Explicit Constructors¶
Single-argument constructors should be marked explicit
to aid in
type-checking.
Using Namespaces¶
Source files (*.cc
) may set up any namespace imports/aliases they find
convenient at any scope, including file scope. For example, they may choose to
do using namespace std
.
Header files (*.h
) should avoid, at file scope, anything that alters
namespaces or the name lookup process since it’s usually not desirable for the
inclusion of a header to have those side effects. E.g. don’t do things like
using namespace std
in a header file. However, it’s acceptable to do this
inside function scopes should the implementation be defined in the header file.
Global Namespace¶
Another artifact of the old Zeek code is that a large amount of variables,
functions, and constants are defined in the global namespace and then
extern
’d when needed in other places. Avoid adding any more to the global
namespace when possible.

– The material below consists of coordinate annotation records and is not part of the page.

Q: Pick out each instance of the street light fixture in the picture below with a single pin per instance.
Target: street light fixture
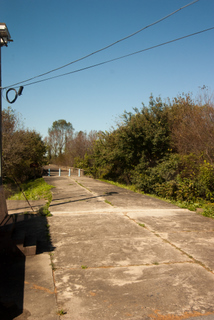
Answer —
(4, 39)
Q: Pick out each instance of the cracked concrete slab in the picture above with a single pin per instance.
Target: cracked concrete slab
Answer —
(139, 258)
(135, 292)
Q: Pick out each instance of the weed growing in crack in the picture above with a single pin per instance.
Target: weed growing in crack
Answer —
(142, 225)
(61, 312)
(108, 202)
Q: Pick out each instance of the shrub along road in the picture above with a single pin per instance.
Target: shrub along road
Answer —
(121, 255)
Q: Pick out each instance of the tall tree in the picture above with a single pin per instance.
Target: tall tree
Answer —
(58, 136)
(21, 149)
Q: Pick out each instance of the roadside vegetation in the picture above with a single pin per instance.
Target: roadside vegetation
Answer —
(165, 150)
(35, 190)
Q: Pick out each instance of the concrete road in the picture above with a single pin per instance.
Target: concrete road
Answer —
(121, 255)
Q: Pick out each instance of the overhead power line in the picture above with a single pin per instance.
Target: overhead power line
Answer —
(104, 48)
(121, 57)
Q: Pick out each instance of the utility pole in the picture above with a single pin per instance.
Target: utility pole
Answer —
(4, 39)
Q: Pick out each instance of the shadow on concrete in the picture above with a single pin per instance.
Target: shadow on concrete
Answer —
(78, 200)
(29, 228)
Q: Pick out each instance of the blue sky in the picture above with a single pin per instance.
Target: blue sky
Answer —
(48, 34)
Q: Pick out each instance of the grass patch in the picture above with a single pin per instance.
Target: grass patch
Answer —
(61, 312)
(81, 185)
(34, 190)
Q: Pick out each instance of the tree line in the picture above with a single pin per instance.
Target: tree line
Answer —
(24, 152)
(165, 148)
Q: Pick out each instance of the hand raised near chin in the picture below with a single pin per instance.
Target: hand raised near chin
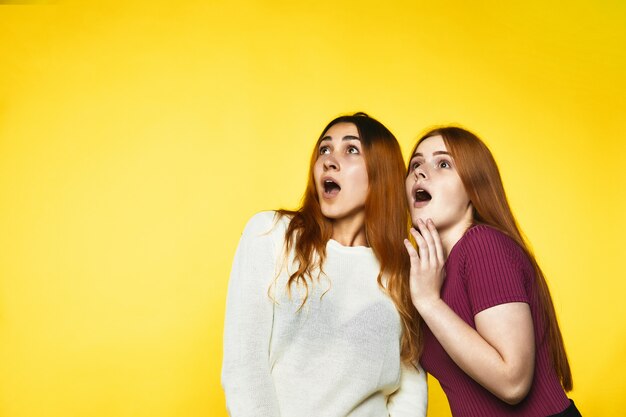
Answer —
(426, 276)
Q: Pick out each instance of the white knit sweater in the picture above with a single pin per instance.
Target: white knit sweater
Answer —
(338, 356)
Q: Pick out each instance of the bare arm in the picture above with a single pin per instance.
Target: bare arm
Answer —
(500, 353)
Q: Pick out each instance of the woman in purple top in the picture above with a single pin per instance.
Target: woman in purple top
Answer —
(491, 336)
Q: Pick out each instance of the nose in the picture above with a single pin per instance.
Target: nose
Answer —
(330, 163)
(420, 172)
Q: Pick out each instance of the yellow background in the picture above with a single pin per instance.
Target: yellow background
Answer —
(136, 139)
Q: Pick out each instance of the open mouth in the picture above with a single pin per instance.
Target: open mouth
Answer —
(422, 195)
(331, 187)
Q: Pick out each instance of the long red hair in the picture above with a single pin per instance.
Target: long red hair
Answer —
(386, 220)
(481, 178)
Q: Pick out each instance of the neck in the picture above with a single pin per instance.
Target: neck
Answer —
(350, 232)
(451, 235)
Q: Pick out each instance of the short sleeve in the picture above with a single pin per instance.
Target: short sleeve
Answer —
(496, 269)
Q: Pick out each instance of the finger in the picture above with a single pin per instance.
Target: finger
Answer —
(410, 249)
(428, 237)
(422, 246)
(441, 256)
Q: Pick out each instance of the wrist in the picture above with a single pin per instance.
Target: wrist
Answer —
(426, 306)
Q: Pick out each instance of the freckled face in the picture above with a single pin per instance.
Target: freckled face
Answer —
(434, 189)
(340, 173)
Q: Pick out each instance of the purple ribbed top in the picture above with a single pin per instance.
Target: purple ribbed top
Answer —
(487, 268)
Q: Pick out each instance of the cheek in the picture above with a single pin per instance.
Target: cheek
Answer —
(317, 169)
(408, 186)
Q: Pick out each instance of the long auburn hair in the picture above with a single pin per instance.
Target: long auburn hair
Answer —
(386, 220)
(481, 178)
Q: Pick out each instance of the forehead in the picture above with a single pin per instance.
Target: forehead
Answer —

Prefer using constructs like the Singleton pattern or
static class members instead.
Function Parameter Passing¶
Follow the typical C++ best practices for parameter passing. Avoid passing
large objects by value, except in cases where the function can use move
semantics and the caller can use std::move
. For objects that will not be
modified by the function, pass by const-reference. For objects that may be
modified by the function, prefer making the argument a pointer instead of a
reference.
Default Member Variable Initialization¶
In new code, prefer using default initialization to set the values of member variables when they are defined in the header. Override the values in constructors only when necessary. For older code, use constructor initialization for consistency.